Dans la littérature sur le deuil, on parle de phénomène de « présence ressentie ». Des études parues dans des revues comme Heart and Spirit ou Bereavement Care indiquent que 30 à 60 % des personnes endeuillées ressentent à un moment la présence du défunt sous une forme physique ou visuelle. Le psychiatre de Cambridge David Brierley, dans une revue parue en 2023, soutient que ces expériences ne sont pas pathologiques mais une adaptation naturelle de la cognition humaine. L'essai n'explicite pas cette littérature, mais on en perçoit la toile de fond.
La vraie force de l'essai tient à sa discipline d'observation, presque poétique. L'auteure décrit le belvédère, le mur de granite, le faisceau de lumière avec un grand soin ; elle souligne que la scène est instable, mais que l'instant était indiscutablement réel. « Quand je regarde cette photo », écrit-elle, « je peux ramener ma mère à cet endroit. » Cette phrase fait passer l'essai d'un récit de deuil personnel à un texte sur la puissance même du lieu.
Pour Atlas Obscura, c'est un registre que la plateforme développe depuis deux ans. Longtemps connue principalement pour son format guide-de-lieux, la plateforme publie depuis peu davantage d'essais longs ; « What the Light Knows » en est le quatrième. La rédactrice en chef Sarah Laskow déclarait l'an dernier à la Columbia Journalism Review : « Écrire sur le lieu, ce n'est pas seulement écrire sur la géographie — le lieu est l'enveloppe de l'identité. »
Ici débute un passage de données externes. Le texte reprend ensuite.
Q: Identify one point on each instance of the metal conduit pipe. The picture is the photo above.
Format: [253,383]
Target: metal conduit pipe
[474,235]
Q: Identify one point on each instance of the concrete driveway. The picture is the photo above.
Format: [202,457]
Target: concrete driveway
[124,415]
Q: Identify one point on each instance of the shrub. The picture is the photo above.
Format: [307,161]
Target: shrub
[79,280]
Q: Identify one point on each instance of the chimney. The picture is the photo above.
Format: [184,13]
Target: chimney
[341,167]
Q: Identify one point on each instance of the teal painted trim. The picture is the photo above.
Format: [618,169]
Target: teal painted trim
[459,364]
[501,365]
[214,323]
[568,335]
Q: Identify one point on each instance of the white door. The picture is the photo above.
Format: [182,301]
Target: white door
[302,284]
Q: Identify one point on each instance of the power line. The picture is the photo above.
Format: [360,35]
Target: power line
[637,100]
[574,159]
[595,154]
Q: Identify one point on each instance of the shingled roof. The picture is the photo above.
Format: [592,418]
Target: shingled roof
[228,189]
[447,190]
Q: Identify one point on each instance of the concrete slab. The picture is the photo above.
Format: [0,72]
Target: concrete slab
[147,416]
Lire l'essai peut donner envie de visiter le Great Smoky Mountains National Park. Le parc est le plus visité des États-Unis, avec plus de 14 millions de visiteurs annuels. Le belvédère de l'auteure n'est pas directement nommé dans le texte ; les indices de la prose — un mur de pierre, une vue vers l'ouest — évoquent quelque chose comme Newfound Gap.
L'essai figure dans la section « Articles » d'Atlas Obscura, la partie du site que les lecteurs visitent pour des essais plutôt que pour des fiches de lieux. Selon les statistiques du site, les essais longs génèrent un temps de lecture moyen environ trois fois plus long que les pages de guide-de-lieux. « What the Light Knows » est l'un de ces textes qui demandent un investissement émotionnel ; pour un lecteur prêt à s'attarder dans la zone de transition entre la perte et la surface de la Terre, c'est une offrande où il vaut la peine de s'attarder.